Putra mengatakan, tingginya harga B50 juga bakal berdampak pada industri-industri penggunanya, seperti industri pertambangan.
Asal tahu saja, insentif untuk implementasi B40 saja diprediksi mencapai Rp35,5 triliun. Insentif ini berlaku hanya untuk sektor public service obligation atau PSO atau sebagian dari alokasi biodiesel yang ditetapkan pada tahun ini.
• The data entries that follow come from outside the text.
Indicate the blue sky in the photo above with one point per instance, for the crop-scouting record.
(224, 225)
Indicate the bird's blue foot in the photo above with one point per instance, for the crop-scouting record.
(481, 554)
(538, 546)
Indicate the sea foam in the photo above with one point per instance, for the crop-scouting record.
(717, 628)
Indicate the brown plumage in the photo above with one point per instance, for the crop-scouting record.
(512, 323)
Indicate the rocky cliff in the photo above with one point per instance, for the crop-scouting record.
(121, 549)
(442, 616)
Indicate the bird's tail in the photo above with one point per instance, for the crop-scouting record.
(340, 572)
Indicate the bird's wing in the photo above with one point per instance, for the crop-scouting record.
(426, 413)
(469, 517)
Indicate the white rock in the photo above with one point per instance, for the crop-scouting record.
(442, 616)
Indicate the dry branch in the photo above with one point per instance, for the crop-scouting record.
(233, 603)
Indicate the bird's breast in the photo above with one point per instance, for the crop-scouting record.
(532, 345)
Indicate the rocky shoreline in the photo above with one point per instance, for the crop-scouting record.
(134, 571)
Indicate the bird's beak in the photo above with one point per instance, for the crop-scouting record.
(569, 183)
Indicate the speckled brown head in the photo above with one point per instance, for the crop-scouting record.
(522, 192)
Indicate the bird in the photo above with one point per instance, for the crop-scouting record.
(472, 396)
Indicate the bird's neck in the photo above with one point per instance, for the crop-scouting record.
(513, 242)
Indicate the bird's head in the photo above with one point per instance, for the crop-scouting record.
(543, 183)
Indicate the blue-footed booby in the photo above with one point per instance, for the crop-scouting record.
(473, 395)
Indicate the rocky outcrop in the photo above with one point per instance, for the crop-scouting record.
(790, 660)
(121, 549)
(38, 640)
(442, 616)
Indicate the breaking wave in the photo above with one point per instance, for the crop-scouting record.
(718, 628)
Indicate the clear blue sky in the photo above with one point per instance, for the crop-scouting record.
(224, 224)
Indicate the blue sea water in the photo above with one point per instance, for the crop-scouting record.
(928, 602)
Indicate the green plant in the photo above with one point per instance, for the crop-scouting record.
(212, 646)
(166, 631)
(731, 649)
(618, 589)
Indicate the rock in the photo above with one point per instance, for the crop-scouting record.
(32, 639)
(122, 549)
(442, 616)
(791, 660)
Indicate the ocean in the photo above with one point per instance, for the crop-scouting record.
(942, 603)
Adapun, alokasi biodiesel untuk program mandatori B40 pada tahun ini mencapai 15,6 juta kiloliter (kl). Dari angka tersebut, sebanyak B40 untuk PSO mencapai 7,55 juta kl. Lebih lanjut, Putra menilai anggaran subsidi biodiesel itu lebih baik digunakan untuk mendukung transportasi umum.
"Anggaran Rp30 triliun sampai Rp40 triliun subsidi biodiesel lebih baik sebagian digunakan mendorong perubahan struktural sektor transportasi, bukan sekadar dibakar, misal kendaraan listrik, toh akan mengurangi BBM impor," tambah Putra.